Sambil mengacu pada konsep nasionalisme Kartini, Tjipto mendirikan kelompok diskusi yang diberi nama Raden Ajeng Kartini Club pada 3 September 1912 di Surabaya. Pradipto Niwandhono dalam Yang Ter(di)lupakan: Kaum Indo dan Benih Nasionalisme Indonesia (2011: hlm. 141), sedikit merinci kegiatan Kartini Club yang diisi dengan banyak mengikuti kampanye keliling dan serangkaian rapat umum yang diadakan Douwes Dekker.
Namun, seperti halnya Kartini yang mati muda, Kartini Club pun tidak berusia lama. Setelah Tjipto menjadi pengurus redaksi De Expres, nasib kelompok diskusi Kartini menjadi tidak jelas. Selain Tjipto, tokoh terkemuka lain yang “lulus” dari Kartini Club adalah pemuda lulusan STOVIA bernama Soetomo.
Bertepatan dengan hari Natal 1912, Douwes Dekker untuk pertama kalinya membuka rapat umum Indische Partij. Rapat yang diadakan di Bandung itu menetapkan Tjipto Mangoenkoesoemo sebagai wakil ketua mendampingi Douwes Dekker.
Dalam sambutannya, Douwes Dekker mencampurkan ideologi sosialis Indische Partij dengan judul kumpulan surat Kartini. Ia menyebut Indische Partij sebagai “sinar terang yang melawan kegelapan, peradaban yang melawan tirani, dan budak koloni yang membayar belasting (pajak) melawan kerajaan penjajah pemungut pajak.”
Sikap Douwes Dekker yang dianggap terlalu radikal membuat Indische Partij kesulitan mendapat pengakuan dari Pemerintah Kolonial. Setelah ditetapkan sebagai partai terlarang, para pemimpinnya, termasuk Tjipto, dijerat pasal tentang delik pers sehingga terpaksa mengasingkan diri ke Belanda.
Setelah pulang dari pengasingan, Tjipto kembali mendirikan kelompok diskusi pada tahun 1925 yang bernama Algemene Studie Club.
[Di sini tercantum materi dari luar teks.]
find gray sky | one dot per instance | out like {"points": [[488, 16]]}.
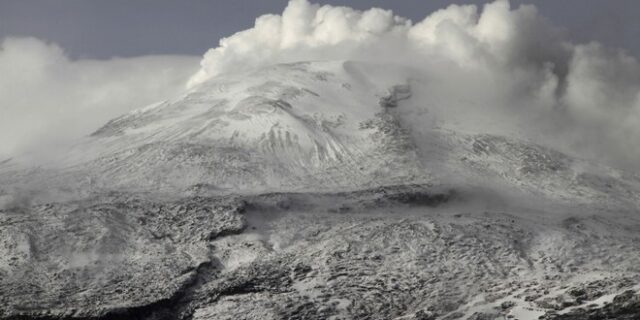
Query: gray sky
{"points": [[102, 29]]}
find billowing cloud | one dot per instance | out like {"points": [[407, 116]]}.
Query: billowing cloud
{"points": [[47, 100], [493, 68]]}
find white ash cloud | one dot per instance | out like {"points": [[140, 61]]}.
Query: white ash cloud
{"points": [[47, 100], [497, 66]]}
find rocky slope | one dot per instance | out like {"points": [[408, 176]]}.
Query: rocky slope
{"points": [[319, 190]]}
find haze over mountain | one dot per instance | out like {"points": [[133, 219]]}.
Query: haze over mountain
{"points": [[334, 163]]}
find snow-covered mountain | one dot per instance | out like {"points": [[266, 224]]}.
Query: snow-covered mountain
{"points": [[315, 190]]}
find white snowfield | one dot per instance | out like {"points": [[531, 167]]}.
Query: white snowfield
{"points": [[315, 190]]}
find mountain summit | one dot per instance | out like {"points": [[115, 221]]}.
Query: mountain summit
{"points": [[315, 190]]}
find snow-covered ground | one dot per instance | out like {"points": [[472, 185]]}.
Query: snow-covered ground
{"points": [[314, 190]]}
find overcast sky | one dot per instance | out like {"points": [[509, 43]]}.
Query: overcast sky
{"points": [[102, 29]]}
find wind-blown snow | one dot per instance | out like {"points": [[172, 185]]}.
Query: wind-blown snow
{"points": [[500, 67]]}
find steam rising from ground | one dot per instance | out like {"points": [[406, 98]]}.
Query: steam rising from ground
{"points": [[47, 100], [495, 68]]}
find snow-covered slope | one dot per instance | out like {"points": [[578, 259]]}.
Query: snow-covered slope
{"points": [[313, 190]]}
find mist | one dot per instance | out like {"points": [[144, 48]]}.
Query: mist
{"points": [[491, 69], [497, 69], [47, 100]]}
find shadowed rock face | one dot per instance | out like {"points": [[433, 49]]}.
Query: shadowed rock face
{"points": [[313, 191], [402, 251]]}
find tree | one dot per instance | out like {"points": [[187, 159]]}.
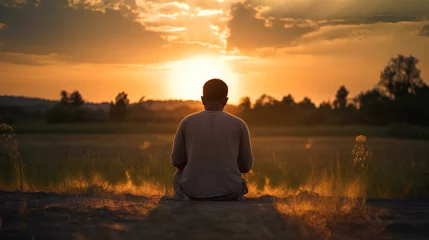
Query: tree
{"points": [[401, 77], [341, 98], [374, 106], [288, 101], [76, 99], [325, 105], [64, 97], [265, 100], [118, 110], [245, 104], [306, 104]]}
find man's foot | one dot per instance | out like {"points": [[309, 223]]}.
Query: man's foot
{"points": [[181, 197], [241, 198]]}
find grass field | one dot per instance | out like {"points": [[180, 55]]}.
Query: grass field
{"points": [[393, 131], [140, 164]]}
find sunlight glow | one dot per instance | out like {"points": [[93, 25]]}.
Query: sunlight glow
{"points": [[188, 76]]}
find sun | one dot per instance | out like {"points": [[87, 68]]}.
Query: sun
{"points": [[188, 76]]}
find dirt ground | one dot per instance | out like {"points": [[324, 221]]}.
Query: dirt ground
{"points": [[60, 216]]}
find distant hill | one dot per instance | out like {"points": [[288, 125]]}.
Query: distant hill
{"points": [[39, 104]]}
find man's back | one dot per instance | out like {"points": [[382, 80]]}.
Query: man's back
{"points": [[213, 149]]}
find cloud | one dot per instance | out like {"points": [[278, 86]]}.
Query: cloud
{"points": [[358, 11], [30, 59], [262, 26], [77, 34], [425, 31], [249, 30]]}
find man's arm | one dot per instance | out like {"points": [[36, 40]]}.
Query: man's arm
{"points": [[245, 157], [178, 155]]}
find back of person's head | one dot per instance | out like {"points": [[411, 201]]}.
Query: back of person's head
{"points": [[215, 90]]}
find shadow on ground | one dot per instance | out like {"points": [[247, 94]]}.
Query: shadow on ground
{"points": [[55, 216]]}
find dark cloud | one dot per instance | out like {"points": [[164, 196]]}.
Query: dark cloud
{"points": [[77, 34], [364, 11], [249, 32], [289, 21], [425, 31]]}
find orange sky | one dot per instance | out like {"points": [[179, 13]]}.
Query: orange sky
{"points": [[166, 50]]}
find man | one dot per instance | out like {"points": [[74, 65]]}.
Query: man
{"points": [[211, 150]]}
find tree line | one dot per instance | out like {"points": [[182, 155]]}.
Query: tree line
{"points": [[400, 96]]}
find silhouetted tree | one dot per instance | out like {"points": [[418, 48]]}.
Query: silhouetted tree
{"points": [[65, 99], [245, 104], [374, 106], [306, 104], [288, 101], [76, 99], [118, 109], [341, 98], [401, 77], [68, 110], [265, 100], [325, 105]]}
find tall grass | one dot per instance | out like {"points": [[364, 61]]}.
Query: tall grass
{"points": [[11, 165], [140, 164]]}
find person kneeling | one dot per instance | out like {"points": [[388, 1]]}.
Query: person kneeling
{"points": [[211, 150]]}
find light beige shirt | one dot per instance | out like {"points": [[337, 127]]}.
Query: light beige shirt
{"points": [[212, 148]]}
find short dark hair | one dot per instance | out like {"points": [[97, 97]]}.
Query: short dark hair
{"points": [[215, 90]]}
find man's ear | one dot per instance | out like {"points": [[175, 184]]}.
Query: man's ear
{"points": [[225, 101]]}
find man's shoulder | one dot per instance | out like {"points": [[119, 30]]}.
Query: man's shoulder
{"points": [[235, 119], [191, 116]]}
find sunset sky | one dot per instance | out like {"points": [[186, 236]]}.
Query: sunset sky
{"points": [[165, 49]]}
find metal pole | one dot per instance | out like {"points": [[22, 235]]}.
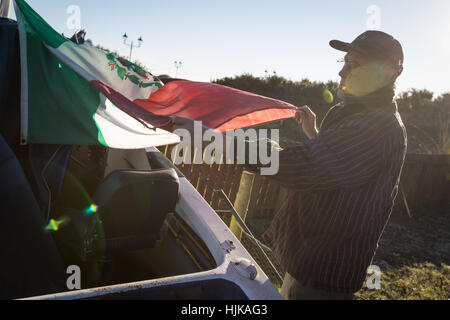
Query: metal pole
{"points": [[131, 49], [4, 8]]}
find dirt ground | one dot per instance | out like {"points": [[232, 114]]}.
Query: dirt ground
{"points": [[413, 256]]}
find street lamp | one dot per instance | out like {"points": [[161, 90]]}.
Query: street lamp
{"points": [[131, 44], [178, 65]]}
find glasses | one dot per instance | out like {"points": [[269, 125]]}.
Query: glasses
{"points": [[352, 64]]}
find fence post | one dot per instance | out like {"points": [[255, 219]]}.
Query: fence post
{"points": [[243, 199]]}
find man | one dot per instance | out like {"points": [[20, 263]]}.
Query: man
{"points": [[342, 182]]}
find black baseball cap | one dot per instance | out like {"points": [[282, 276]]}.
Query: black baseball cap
{"points": [[374, 44]]}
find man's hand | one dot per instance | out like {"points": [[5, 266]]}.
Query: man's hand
{"points": [[307, 119]]}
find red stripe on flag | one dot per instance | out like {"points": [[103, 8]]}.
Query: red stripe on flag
{"points": [[131, 108], [217, 106]]}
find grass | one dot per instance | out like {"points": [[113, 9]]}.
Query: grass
{"points": [[417, 282], [413, 256]]}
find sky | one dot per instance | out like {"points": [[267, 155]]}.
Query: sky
{"points": [[218, 38]]}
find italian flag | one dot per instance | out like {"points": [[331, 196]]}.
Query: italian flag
{"points": [[79, 94]]}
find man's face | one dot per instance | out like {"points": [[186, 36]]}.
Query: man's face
{"points": [[352, 61], [362, 75]]}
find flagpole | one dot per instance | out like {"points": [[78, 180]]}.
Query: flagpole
{"points": [[4, 8]]}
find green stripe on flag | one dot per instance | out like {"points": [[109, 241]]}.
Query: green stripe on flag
{"points": [[40, 26], [59, 99]]}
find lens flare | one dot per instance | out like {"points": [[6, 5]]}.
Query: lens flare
{"points": [[91, 209], [54, 225], [328, 96]]}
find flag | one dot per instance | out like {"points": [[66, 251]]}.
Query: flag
{"points": [[78, 94], [219, 107]]}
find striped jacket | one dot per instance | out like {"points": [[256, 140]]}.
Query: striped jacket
{"points": [[342, 185]]}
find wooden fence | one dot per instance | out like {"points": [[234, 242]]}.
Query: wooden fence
{"points": [[425, 180]]}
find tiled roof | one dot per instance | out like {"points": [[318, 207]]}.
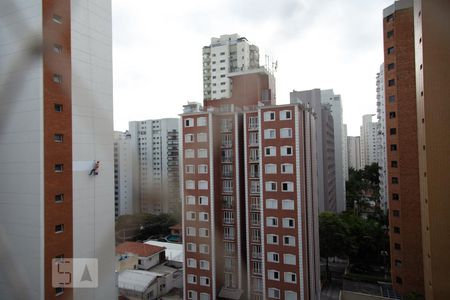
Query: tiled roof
{"points": [[139, 249]]}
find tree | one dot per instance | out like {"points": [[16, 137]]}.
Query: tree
{"points": [[333, 233]]}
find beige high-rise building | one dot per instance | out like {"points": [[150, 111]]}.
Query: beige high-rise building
{"points": [[432, 68]]}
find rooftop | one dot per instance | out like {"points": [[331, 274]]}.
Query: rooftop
{"points": [[139, 249]]}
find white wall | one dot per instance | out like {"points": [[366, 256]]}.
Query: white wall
{"points": [[92, 123], [21, 152]]}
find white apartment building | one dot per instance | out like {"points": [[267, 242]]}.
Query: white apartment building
{"points": [[56, 101], [381, 155], [225, 55], [368, 141], [354, 152], [155, 165], [124, 202], [328, 97]]}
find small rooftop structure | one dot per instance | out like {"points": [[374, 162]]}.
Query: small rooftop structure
{"points": [[139, 249], [135, 280]]}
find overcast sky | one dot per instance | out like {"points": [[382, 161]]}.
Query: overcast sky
{"points": [[317, 43]]}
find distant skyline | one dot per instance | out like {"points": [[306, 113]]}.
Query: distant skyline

Kelompok diskusi ini ia bentuk di Bandung bersama Sukarno, Abdoel Moeis, Ishaq Tjokrohadisoerjo, dan Anwari.
Melalui kelompok diskusi inilah Tjipto meramu kembali nasionalisme yang semula didiskusikan dalam Kartini Club, dan dijadikan sebagai tesis gerakan anti-kolonialisme.
Puluhan tahun kemudian, pada 2 Mei 1964, Presiden Sukarno menetapkan Kartini sebagai pahlawan nasional. Dan setahun setelah itu, yakni tanggal 21 April 1965, tepat hari ini 55 tahun lalu, Hari Kartini pertama kali dirayakan.